Discussion: Transcription of decimal dot in numbers
wollmers opened this issue · 0 comments
There are some numbers in the original images, where the decimal dot is not sitting near the baseline. Either at the hight of the hyphen, or at the top edge (height of capitals).
IMHO for broader use of the GT files (OCR training, benchmark) an intermediate transcription should be used, i. e. Unicode without PUA and as near as possible to the original glyphs (long s), spelling etc. Conversion into basic level (current spelling, German keyboard) is easier than conversion in the other direction.
What dots are available in Unicode:
cpoint name
'.' U+002E FULL STOP (Other_Punctuation)
'·' U+00B7 MIDDLE DOT (Other_Punctuation)
'˙' U+02D9 DOT ABOVE (Modifier_Symbol)
'·' U+0387 GREEK ANO TELEIA (Other_Punctuation)
'᛫' U+16EB RUNIC SINGLE PUNCTUATION (Other_Punctuation)
'․' U+2024 ONE DOT LEADER (Other_Punctuation)
'‧' U+2027 HYPHENATION POINT (Other_Punctuation)
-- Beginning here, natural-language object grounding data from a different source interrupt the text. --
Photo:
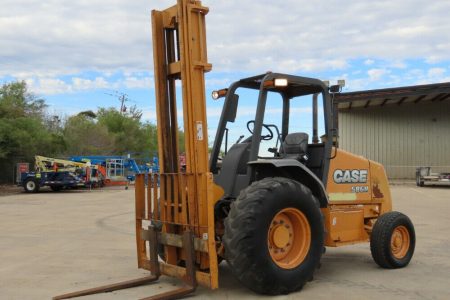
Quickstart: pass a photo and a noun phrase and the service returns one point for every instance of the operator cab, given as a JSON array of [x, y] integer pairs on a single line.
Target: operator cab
[[271, 118]]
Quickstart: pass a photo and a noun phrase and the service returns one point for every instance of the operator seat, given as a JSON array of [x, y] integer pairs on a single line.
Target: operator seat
[[295, 145], [233, 174]]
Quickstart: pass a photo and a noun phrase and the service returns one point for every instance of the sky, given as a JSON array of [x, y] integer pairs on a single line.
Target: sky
[[75, 53]]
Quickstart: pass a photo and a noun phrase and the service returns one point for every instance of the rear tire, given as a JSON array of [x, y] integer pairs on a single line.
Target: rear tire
[[393, 240], [274, 236], [31, 186]]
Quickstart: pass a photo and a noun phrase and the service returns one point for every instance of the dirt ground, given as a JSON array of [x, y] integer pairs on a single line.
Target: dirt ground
[[53, 243]]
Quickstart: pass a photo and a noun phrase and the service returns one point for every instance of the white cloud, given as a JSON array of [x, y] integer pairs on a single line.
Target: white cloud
[[377, 74], [55, 37], [436, 72], [133, 82]]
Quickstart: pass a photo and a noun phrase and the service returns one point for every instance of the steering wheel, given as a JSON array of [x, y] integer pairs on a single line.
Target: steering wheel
[[266, 137]]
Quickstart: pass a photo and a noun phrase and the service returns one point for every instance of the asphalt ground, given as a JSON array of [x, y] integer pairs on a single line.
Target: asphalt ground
[[53, 243]]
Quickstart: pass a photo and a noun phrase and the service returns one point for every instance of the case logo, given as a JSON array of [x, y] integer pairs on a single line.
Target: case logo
[[350, 176]]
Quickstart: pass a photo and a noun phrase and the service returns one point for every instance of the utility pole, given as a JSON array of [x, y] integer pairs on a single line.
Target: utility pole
[[122, 97]]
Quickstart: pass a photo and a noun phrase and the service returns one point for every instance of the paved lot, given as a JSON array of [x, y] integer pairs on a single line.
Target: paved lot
[[52, 243]]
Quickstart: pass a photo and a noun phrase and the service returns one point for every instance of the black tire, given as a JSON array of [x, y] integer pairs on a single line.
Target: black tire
[[247, 230], [380, 240], [56, 188], [31, 185]]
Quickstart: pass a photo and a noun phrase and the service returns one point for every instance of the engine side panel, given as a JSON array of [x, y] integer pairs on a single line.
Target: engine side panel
[[358, 192]]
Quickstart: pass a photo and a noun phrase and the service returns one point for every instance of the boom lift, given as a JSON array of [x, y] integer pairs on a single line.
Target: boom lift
[[58, 174], [270, 215]]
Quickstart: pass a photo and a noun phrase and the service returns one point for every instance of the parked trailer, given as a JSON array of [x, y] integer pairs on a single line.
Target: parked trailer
[[424, 175], [33, 181]]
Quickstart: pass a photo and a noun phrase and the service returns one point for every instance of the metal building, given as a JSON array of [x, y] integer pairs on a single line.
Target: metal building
[[402, 128]]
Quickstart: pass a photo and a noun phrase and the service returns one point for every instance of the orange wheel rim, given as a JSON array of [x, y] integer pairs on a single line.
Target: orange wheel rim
[[400, 242], [289, 238]]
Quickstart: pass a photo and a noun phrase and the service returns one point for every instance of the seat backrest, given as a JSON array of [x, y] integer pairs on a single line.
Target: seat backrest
[[295, 144], [234, 163]]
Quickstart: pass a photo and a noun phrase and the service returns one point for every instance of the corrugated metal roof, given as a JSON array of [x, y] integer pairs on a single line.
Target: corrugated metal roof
[[437, 92]]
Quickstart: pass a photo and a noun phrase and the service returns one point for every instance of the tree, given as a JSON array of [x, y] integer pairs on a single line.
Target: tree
[[23, 128]]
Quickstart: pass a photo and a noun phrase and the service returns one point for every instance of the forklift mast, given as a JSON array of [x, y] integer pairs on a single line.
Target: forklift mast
[[183, 209]]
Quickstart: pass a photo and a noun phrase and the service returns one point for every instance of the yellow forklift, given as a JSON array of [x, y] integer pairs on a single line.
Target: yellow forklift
[[269, 212]]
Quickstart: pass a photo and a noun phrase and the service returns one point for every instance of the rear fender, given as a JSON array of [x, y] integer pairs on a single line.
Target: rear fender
[[293, 169]]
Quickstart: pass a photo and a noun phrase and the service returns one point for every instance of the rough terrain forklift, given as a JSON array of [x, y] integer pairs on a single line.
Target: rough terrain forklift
[[268, 212]]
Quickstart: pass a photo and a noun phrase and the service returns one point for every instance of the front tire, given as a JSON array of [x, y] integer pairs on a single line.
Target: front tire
[[393, 240], [274, 236]]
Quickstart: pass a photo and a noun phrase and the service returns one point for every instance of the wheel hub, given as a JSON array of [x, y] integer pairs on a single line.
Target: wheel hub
[[400, 242], [281, 236], [289, 238]]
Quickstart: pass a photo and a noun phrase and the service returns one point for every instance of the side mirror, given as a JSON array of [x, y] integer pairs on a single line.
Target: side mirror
[[335, 136]]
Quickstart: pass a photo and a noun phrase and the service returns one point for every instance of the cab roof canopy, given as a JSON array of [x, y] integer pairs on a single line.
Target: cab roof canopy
[[297, 85]]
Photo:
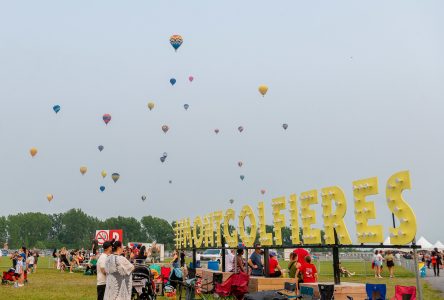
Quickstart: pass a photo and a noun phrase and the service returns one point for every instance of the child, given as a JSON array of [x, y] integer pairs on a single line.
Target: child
[[308, 270]]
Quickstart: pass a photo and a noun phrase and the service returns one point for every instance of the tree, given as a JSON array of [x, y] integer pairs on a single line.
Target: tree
[[158, 230]]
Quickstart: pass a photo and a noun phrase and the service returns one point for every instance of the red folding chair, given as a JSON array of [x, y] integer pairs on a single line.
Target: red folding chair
[[405, 292]]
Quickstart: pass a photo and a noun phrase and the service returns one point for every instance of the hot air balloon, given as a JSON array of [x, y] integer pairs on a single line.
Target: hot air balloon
[[83, 170], [56, 108], [175, 41], [106, 118], [33, 151], [263, 89], [115, 177]]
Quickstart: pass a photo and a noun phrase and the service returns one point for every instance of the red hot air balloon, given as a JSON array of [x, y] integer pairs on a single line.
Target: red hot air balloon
[[106, 118]]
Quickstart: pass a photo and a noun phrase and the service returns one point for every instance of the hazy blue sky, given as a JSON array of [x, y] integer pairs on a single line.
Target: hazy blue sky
[[360, 84]]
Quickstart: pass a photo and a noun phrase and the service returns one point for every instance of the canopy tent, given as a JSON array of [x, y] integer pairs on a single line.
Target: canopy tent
[[425, 244], [439, 245]]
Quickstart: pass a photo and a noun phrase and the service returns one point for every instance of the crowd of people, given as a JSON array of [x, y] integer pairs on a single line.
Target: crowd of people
[[300, 265]]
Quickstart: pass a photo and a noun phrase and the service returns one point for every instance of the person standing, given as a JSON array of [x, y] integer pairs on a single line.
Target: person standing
[[390, 261], [275, 269], [229, 260], [118, 275], [101, 273], [255, 262]]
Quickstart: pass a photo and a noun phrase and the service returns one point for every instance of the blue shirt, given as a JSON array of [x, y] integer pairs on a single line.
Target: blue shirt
[[256, 260]]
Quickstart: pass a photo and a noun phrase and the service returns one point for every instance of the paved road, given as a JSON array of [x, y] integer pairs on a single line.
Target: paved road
[[436, 282]]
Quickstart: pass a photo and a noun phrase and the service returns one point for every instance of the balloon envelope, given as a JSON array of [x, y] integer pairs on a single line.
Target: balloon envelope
[[33, 151], [106, 118], [115, 176], [263, 89], [176, 41], [83, 170]]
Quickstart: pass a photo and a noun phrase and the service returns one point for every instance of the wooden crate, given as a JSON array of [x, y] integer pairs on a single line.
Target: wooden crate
[[355, 290]]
'∙' U+2219 BULLET OPERATOR (Math_Symbol)
'⋅' U+22C5 DOT OPERATOR (Math_Symbol)
'⸱' U+2E31 WORD SEPARATOR MIDDLE DOT (Other_Punctuation)
'⸳' U+2E33 RAISED DOT (Other_Punctuation)
'・' U+30FB KATAKANA MIDDLE DOT (Other_Punctuation)
'ꞏ' U+A78F LATIN LETTER SINOLOGICAL DOT (Other_Letter)
MIDDLE DOT appears frequently in current and old typography and is available in most fonts.
But I hesitate to use DOT ABOVE, because it's a modifier symbol. We can use it now and maybe convert later after consulting some opinions.